Quantum Target Ranging for LiDAR

TL;DR

This paper explores quantum target ranging for LiDAR, demonstrating that quantum methods can significantly outperform classical approaches in realistic noise conditions, offering exponential advantages with simple photon-counting receivers.

Contribution

It provides a theoretical analysis of quantum ranging's advantages in LiDAR, including realistic noise modeling and broad parameter applicability, validating quantum methods for practical use.

Findings

Quantum ranging offers exponential advantage over classical methods.

Photon-counting receivers are effective for quantum LiDAR.

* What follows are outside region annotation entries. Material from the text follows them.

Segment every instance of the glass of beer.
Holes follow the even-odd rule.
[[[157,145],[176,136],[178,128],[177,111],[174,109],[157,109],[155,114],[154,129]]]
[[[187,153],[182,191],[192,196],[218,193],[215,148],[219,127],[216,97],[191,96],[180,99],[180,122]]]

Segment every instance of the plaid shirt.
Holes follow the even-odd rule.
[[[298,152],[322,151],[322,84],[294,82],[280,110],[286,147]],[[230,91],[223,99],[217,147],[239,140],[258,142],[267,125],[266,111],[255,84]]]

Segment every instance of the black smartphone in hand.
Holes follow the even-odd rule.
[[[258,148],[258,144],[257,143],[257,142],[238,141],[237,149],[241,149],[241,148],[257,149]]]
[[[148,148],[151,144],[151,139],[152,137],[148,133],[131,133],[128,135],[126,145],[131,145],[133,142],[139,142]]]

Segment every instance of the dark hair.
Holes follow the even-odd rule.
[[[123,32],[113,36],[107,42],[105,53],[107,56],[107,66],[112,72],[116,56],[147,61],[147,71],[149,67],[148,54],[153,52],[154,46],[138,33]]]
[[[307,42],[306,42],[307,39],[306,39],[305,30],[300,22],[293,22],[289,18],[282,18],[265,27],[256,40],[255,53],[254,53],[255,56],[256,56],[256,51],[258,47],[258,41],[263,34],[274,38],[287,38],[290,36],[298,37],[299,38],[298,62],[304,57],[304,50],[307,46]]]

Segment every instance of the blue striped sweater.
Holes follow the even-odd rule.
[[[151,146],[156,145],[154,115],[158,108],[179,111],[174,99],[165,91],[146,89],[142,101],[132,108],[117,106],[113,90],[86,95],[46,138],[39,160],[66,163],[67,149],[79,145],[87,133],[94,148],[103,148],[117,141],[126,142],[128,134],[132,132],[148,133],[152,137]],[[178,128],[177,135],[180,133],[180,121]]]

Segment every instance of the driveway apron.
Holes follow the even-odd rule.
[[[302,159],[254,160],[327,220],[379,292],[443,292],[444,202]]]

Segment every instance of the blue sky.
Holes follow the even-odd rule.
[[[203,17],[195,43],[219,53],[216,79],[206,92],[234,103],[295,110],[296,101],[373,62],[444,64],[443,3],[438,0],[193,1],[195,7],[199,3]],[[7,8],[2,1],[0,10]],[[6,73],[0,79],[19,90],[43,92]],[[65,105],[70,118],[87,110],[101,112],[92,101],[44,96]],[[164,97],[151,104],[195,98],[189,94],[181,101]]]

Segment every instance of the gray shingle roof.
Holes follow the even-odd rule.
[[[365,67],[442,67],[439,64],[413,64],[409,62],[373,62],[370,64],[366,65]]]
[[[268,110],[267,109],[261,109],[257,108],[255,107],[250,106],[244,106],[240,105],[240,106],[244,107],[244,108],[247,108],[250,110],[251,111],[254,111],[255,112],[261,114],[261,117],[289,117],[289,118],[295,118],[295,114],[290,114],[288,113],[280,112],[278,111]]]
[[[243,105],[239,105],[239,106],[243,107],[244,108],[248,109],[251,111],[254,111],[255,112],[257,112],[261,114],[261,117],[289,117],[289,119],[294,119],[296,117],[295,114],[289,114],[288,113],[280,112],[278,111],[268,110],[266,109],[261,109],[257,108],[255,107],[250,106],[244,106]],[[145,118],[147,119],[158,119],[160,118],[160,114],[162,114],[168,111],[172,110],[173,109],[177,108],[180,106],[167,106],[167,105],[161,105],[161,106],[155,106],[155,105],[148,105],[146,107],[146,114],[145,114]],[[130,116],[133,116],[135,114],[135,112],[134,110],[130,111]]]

Quantum approach is robust under realistic noise models.

Abstract

We investigate Quantum Target Ranging in the context of multi-hypothesis testing and its applicability to real-world LiDAR systems. First, we demonstrate that ranging is generally an easier task compared to the well-studied problem of target detection. We then analyze the theoretical bounds and advantages of quantum ranging in the context of phase-insensitive measurements, which is the operational mode of most LiDAR systems. Additionally, we adopt a background noise model more suited to optical frequencies, as opposed to the typical single-mode thermal noise model used in quantum target detection theory. Our findings indicate that a significant exponential quantum advantage can be achieved using simple photon-counting receivers across a broad range of parameters, thereby validating the efficacy of the quantum approach for LiDAR implementations.